The contact dropped Bagnaia behind the other Marquez, but he was back into the lead soon enough - and then back into third shortly after that, with Alex Marquez taking second place round the outside of San Donato and the lead into Poggio Secco, and then his brother following him through into second on the main straight.

Two laps later Marc overtook Alex out front and this time no swift counter-attack followed, with the championship leader soon enough dropping both of his pursuers.

He ended up finishing two seconds clear of Alex after 23 laps, the pair now split by 40 points in the standings.

Bagnaia at one point looked like he might at least get second place, but that challenge was short-lived and he instead came under attack from a charging Fabio Di Giannantonio - also in a special-liveried bike, with VR46 promoting a new album by Italian singer Cesare Cremonini this weekend.

Di Giannantonio reeled in Bagnaia and set up the move going downhill through Casanova on the penultimate lap, finishing it off at Savelli, with Bagnaia immediately surrendering.

Di Giannantonio then nearly caught the second of the Marquezes, too, coming up two tenths short.
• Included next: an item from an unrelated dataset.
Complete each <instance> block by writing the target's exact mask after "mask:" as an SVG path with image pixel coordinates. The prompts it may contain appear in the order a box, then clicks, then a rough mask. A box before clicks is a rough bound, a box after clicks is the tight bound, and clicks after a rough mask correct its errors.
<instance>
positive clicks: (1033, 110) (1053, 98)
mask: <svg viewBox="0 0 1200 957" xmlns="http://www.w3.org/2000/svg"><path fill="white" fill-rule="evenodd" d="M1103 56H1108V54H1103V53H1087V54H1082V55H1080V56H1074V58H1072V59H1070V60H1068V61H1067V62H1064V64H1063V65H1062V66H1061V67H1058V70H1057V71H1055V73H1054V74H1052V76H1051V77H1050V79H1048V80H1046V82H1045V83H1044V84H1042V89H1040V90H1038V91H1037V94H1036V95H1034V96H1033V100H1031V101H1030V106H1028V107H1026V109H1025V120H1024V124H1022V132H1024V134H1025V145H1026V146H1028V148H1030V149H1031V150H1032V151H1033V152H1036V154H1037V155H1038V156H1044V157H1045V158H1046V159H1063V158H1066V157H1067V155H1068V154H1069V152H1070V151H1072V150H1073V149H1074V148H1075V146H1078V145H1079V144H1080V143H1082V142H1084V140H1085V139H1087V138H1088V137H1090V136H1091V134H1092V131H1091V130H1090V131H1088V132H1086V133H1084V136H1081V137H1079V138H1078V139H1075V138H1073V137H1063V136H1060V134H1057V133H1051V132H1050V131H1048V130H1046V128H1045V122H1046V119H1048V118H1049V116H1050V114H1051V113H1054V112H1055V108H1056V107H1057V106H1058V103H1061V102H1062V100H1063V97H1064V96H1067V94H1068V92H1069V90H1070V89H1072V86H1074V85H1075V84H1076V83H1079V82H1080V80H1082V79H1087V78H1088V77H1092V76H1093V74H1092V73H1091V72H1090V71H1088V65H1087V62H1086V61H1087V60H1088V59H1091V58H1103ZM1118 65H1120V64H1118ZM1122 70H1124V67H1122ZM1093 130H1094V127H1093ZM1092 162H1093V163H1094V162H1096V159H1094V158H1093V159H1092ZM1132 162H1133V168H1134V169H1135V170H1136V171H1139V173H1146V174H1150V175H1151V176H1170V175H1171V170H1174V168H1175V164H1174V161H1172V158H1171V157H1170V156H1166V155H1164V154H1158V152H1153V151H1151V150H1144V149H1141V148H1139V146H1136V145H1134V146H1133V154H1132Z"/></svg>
Bagnaia's fourth-place finish leaves him 110 points off the championship lead.

Marco Bezzecchi was a lonely fifth on the Aprilia, with two other RS-GPs joining him in the top 10.Tech3 KTM's Maverick Vinales looked set to join the podium battle after overtaking Franco Morbidelli at the first corner of the ninth lap, but was removed from the race by Morbidelli's counter-attack three corners later - an overly ambitious lunge down the inside at Materassi that left Vinales bewildered in the gravel.

Morbidelli was swiftly issued a long-lap penalty, served it incorrectly - wide in the loop - and served it again, dropping to seventh. But he re-overtook Raul Fernandez (Trackhouse Aprilia) to bring the bike home in sixth.

Fernandez took seventh to end what may have been the best - or at least the most important - MotoGP weekend of his career so far, followed by the works KTM duo of Pedro Acosta and Brad Binder, 0.028s apart at the line.

Fernandez's Ai Ogura marked his return from injury with a 10th-place grand prix finish.

Ogura's rookie of the year rival Fermin Aldeguer had to fight through from the back after having to go off-track to avoid clattering into Bezzecchi on the third lap - but had the pace to salvage 12th in the end, behind the leading Honda, that of Joan Mir.

Aldeguer worked his way past the Yamahas of Fabio Quartararo and Miguel Oliveira late on, with Oliveira then beating a fading Quartararo by 0.007s on the run to the line.

Somkiat Chantra (LCR Honda), like Morbidelli, served a double long lap, albeit this one was assessed for a grid prodecure breach. He ended up finishing a worrying 70 seconds off the winner.

Johann Zarco (LCR Honda) and Enea Bastianini (Tech3 KTM) crashed out of the race early on, while Jack Miller (Pramac Yamaha) pulled over in the pits for a yet undisclosed reason.